What Are The Consequences Of A Prescription Medication-Related DUI? Are They More Severe Than Alcohol-Related DUIs? Are They The Same?

The consequences for a prescription DUI are the same as for an alcohol DUI. The prosecution and the judge are going to look to see if it’s a first or a second offense, or if they’ve injured someone. Once they’ve gotten the conviction, then they’re going to look and see whether it’s a first, second, or third offense, and sentence just like if it were an alcohol DUI. The fines, possible jail time, treatment, counselling, and all that stuff are all the same.

Can You Run Through What Those Are For Us?

Yeah. For a first offense, they would be looking at 2 days in jail, but the judge can possibly convert that to community service or home confinement. Along with that is a drug assessment and evaluation and any follow-up recommendations. Sometimes, there is supervised probation, as opposed to court probation. Supervised probation is where you check in with a probation officer once a month, while court probation means that, periodically, the court clerk will review the case and the file to make sure everything is being completed as ordered.

For a second DUI offense, you’re looking at significantly more jail time. The statute says a minimum of 10 days, compared to 2 days for a first offense. You’d get treatment, drug evaluation, and an assessment, and you’d have to follow their recommendations and possibly do community service and maybe supervised probation.

If you get three DUIs — including prescription drug-related DUIs — in 10 years, you’re looking at a third-degree felony. There are pretty severe consequences for a felony. You’d go to prison. The statute specifies a minimum of 62 days in jail. You’d also get treatment and supervised probation. It really gets to be a lot of expense and time away from family and things like that.

So, to sum up, for the first offense, for a conviction on a drug-related DUI charge, they’re looking at 2 days in jail or 48 hours of community service, fines of about $1,500.00, an evaluation assessment, and treatment. They could also lose their driver’s license for up to 120 days.

For the second drug-related DUI offense, to give you some idea of the minimums, it’s around a $1,600.00 fine, up to 10 days in jail, a drug evaluation, and an assessment. They’d also have to follow the recommendations for treatment and undergo supervised probation, and they could lose their license for 2 years.

If you get three DUIs within a 10-year timeframe, you’re looking at a third-degree felony, which could send you to prison for 0-5 years and carries a fine of up to $5,000.00. You’d have to get treatment, of course, and supervised probation. It gets to be very expensive and burdensome. Having a felony on your record is very difficult to overcome because, in Utah, you cannot expunge a felony DUI. That’s going to stay with you for the rest of your life.

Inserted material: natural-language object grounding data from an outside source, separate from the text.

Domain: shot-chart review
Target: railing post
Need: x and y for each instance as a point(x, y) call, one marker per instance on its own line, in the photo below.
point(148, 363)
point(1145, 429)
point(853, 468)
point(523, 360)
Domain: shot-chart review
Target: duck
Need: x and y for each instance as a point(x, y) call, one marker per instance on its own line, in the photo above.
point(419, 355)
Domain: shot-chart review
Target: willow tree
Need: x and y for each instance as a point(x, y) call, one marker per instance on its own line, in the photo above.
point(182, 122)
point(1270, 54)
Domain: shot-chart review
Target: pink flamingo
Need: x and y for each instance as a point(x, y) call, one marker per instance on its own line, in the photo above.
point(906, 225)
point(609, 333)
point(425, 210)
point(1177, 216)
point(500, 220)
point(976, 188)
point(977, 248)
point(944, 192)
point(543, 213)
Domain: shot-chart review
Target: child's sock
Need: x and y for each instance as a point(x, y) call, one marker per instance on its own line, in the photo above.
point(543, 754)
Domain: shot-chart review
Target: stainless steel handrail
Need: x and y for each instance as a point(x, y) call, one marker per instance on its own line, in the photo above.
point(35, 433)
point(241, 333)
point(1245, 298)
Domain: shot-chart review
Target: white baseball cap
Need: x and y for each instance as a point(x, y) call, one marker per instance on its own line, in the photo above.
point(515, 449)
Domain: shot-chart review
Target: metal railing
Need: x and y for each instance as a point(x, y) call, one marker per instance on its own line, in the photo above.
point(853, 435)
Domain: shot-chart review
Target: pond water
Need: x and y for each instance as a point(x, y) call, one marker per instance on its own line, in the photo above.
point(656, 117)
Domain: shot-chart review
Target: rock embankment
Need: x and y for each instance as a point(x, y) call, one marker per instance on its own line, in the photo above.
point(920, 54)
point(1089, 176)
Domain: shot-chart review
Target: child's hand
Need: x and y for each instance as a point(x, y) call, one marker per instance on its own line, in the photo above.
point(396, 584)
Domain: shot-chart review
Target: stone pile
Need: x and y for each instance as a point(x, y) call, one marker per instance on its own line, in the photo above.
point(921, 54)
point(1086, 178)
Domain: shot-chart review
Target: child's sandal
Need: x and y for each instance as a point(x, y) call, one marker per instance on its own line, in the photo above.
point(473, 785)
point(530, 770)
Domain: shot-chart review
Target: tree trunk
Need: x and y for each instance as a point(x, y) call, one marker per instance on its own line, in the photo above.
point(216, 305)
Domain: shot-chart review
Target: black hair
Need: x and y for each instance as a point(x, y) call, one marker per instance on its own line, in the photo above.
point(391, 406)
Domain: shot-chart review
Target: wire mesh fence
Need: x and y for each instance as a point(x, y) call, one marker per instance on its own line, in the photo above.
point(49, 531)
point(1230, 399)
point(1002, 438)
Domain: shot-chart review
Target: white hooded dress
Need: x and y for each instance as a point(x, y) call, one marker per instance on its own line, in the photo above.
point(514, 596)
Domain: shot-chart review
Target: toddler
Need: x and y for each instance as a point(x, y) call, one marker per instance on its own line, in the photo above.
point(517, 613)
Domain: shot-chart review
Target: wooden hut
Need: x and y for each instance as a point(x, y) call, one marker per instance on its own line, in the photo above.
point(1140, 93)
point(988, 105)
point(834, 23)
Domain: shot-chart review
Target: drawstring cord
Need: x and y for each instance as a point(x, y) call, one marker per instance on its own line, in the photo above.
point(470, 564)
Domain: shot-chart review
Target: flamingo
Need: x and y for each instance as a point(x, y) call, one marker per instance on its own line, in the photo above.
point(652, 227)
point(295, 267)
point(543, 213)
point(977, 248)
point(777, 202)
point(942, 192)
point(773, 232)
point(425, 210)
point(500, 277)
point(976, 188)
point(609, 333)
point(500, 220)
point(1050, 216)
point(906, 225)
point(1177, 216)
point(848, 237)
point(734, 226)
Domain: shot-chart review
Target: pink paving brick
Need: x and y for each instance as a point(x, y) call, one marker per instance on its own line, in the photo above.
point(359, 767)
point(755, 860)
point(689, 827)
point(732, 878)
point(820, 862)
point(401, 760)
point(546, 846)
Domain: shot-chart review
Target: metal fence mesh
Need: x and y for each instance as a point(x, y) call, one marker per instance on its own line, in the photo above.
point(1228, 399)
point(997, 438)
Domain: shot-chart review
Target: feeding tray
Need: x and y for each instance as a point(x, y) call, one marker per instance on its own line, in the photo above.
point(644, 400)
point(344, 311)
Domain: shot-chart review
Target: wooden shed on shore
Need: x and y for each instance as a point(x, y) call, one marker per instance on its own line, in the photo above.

Are The Fines Or Sentences Worse If There’s A Combination Of Medication And Alcohol? Does That Up The Ante Any?

No, not necessarily. It’s just going to up the ante on the treatment component of the sentence. If they’re a poly-user, meaning multiple drugs and alcohol, then I would imagine that they are going to get a higher level of treatment than a first-time offender who just has alcohol or prescription medication on board. The minimum on that is a 16-hour course. So there’s quite a big difference between 16 hours and weekly therapy sessions for 36 weeks or something like that, which is what I’ve seen before.

What About Someone Caught With A Prescription Bottle Belonging To Someone Else? Let’s Say They’re Pulled Over, They’re Being Charged With A DUI, And They Have Someone Else’s Prescription Bottle. What Are The Charges They Could Possibly Face?

That could get really nasty for the person, because if the prescription bottle is not theirs, and that medication is found in their system, then, depending on the medication, they can be charged with a felony for unlawful use or possession of a controlled substance. They might get charged with DUI for a first offense, which is a B-misdemeanor, and most people can live with that. Along with that, though, they could face felony possession of a schedule-1 or schedule-2 controlled substance, and that can mean going to prison for a long time versus 2 days in jail for the DUI. It’s really scary when people start doing that and getting charged with those felonies.